The committee’s efforts are now effectively dead, but Madigan’ isn’t out of hot water; 19 of his Democratic colleagues have publicly pledged to vote for someone else as House speaker in January.
But as long as Madigan isn’t backing down, it could set up a stalemate in which the legislature could not conduct any business until a new speaker is chosen.
In a trove of emails released to the committee before Thanksgiving, Madigan confidante Mike McClaim, a longtime ComEd lobbyist attempted to pair some Republicans tied to House Minority Leader Jim Durkin with work for the utility. But a vast majority of the emails pertained to efforts on behalf of Madigan to line up jobs and contracts for allies for the speaker.
Even so, in a statement Monday, Madigan attempted to embarrass Durkin, who called for the committee to be formed in August.

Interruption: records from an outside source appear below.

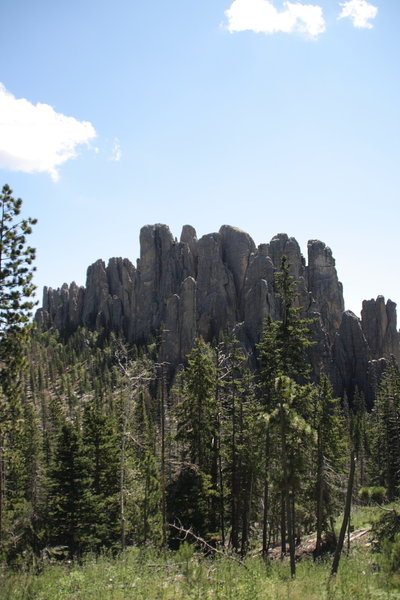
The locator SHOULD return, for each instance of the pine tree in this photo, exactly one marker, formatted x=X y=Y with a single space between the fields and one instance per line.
x=71 y=501
x=196 y=429
x=327 y=463
x=282 y=354
x=16 y=272
x=385 y=434
x=100 y=448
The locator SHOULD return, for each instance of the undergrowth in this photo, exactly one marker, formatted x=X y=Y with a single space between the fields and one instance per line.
x=185 y=575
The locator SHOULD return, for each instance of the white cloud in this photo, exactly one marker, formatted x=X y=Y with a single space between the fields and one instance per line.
x=116 y=151
x=359 y=11
x=35 y=138
x=261 y=16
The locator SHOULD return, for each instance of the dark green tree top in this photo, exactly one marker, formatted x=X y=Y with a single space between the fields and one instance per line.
x=16 y=287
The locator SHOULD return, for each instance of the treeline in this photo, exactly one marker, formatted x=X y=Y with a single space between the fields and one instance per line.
x=99 y=450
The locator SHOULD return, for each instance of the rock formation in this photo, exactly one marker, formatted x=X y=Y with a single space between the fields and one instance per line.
x=220 y=283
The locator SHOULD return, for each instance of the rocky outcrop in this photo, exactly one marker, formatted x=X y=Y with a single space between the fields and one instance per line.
x=379 y=324
x=351 y=356
x=222 y=283
x=324 y=286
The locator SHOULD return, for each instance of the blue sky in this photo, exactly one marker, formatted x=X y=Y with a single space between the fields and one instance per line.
x=270 y=116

"Jim Durkin insisted on initiating this political theater, and through this process we’ve come to learn that he was involved in the very conduct he claims to be so offended by — recommending people for various jobs," Madigan said. “If Jim Durkin actually believes it is conduct unbecoming of a legislator to recommend people for jobs or help constituents, he might want to review his own hypocritical behavior. Rather than finger-pointing, I suggest we focus on the important work that lies ahead of us."
In his own statement, Durkin dared Gov. JB Pritzker to demand Madigan resign from his speakership. In recent weeks, Pritzker has said Madigan should resign if he can't answer questions about his knowledge of or involvement in the bribery scheme.
“The Democratic Party shows again today there is no limit to the lengths they will go to protect Speaker Madigan,” Durkin said. “I call on Gov. Pritzker to finally demand Speaker Madigan resign as it is clear he refuses to answer any questions about his corrupt practices.”
The breadth of the scheme was revealed this summer when U.S. Attorney John Lausch revealed a deferred prosecution agreement for ComEd in which the company agreed to pay $200 million in exchange for a promise the charges will be dropped if ComEd cooperates in the investigation.
The filing outlined a nine-year effort by ComEd to give jobs and contracts to Madigan allies in hopes the company's legislative priorities would see their way through Springfield. In the filing, Madigan is referred to as "Public Official A."
Madigan has not been charged, but ComEd has admitted to engaging in the scheme. One former ComEd official pleaded guilty earlier this fall and another four individuals related to ComEd — including a longtime confidant of Madigan — were indicted last month. They've pleaded not guilty.